Seeing, as I have remarked, the charming X. C. V. several hours a day without any kind of constraint, feeling in love with her all the time, and always restraining my feelings, it is no wonder if the hidden fire threatened at every moment to leap up from the ashes of its concealment. Her image pursued me unceasingly, of her I always thought, and every day made it more evident that I should know rest no more till I succeeded in extinguishing my passion by obtaining possession of all her charms.

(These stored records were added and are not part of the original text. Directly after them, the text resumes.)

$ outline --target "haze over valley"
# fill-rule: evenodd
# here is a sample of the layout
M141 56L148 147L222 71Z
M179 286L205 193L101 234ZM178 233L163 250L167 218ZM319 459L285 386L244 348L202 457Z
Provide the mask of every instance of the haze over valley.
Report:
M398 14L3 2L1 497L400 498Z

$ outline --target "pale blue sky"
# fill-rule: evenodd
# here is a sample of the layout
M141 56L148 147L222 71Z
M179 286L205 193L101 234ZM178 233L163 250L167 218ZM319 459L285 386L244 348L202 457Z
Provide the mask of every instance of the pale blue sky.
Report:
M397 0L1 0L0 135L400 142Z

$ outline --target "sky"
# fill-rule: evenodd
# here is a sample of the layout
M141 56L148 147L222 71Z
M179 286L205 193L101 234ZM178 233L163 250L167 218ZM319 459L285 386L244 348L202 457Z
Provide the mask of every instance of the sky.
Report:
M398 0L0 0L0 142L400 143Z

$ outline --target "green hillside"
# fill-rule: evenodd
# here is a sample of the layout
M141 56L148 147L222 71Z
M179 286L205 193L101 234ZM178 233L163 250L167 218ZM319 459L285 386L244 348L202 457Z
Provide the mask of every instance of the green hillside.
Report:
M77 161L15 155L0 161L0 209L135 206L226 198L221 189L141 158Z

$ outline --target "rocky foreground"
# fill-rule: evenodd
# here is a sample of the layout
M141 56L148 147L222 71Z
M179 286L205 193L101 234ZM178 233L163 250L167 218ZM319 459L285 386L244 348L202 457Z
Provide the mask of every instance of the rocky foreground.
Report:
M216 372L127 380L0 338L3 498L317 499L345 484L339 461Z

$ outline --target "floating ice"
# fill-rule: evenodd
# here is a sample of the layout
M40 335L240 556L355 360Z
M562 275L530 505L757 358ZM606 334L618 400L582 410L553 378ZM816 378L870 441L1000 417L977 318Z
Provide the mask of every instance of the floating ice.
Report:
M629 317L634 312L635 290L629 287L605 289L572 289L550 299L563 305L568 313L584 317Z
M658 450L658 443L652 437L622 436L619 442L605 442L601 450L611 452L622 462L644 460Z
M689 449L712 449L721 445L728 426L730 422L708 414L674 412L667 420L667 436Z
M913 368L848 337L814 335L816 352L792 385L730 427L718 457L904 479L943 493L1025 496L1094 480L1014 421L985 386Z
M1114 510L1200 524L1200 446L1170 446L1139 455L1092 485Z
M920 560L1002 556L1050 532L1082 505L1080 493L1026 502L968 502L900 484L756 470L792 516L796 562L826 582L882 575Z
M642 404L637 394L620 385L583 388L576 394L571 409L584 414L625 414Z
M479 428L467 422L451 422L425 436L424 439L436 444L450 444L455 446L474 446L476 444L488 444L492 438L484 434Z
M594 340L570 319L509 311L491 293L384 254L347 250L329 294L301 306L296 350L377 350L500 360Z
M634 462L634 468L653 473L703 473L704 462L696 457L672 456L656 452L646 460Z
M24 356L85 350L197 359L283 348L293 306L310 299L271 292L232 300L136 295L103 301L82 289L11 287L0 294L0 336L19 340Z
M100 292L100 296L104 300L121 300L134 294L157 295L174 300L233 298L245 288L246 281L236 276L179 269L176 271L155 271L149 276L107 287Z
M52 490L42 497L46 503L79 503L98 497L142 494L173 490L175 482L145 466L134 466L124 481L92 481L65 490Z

As I was thinking of her by myself I resolved to tell her of my discovery, hoping she would need my help in the introduction of the cylinder. I went to see her at ten o’clock, and found her, as usual, in bed; she was weeping because the opiate I gave her did not take effect. I thought the time a good one for introducing the aroph of Paracelsus, which I assured her was an infallible means of attaining the end she desired; but whilst I was singing the praises of this application the idea came into my head to say that, to be absolutely certain, it was necessary for the aroph to be mingled with semen which had not lost its natural heat.
“This mixture,” said I, “moistening several times a day the opening of the womb, weakens it to such a degree that the foetus is expelled by its own weight.”
To these details I added lengthy arguments to persuade her of the efficacy of this cure, and then, seeing that she was absorbed in thought, I said that as her lover was away she would want a sure friend to live in the same house with her, and give her the dose according to the directions of Paracelsus.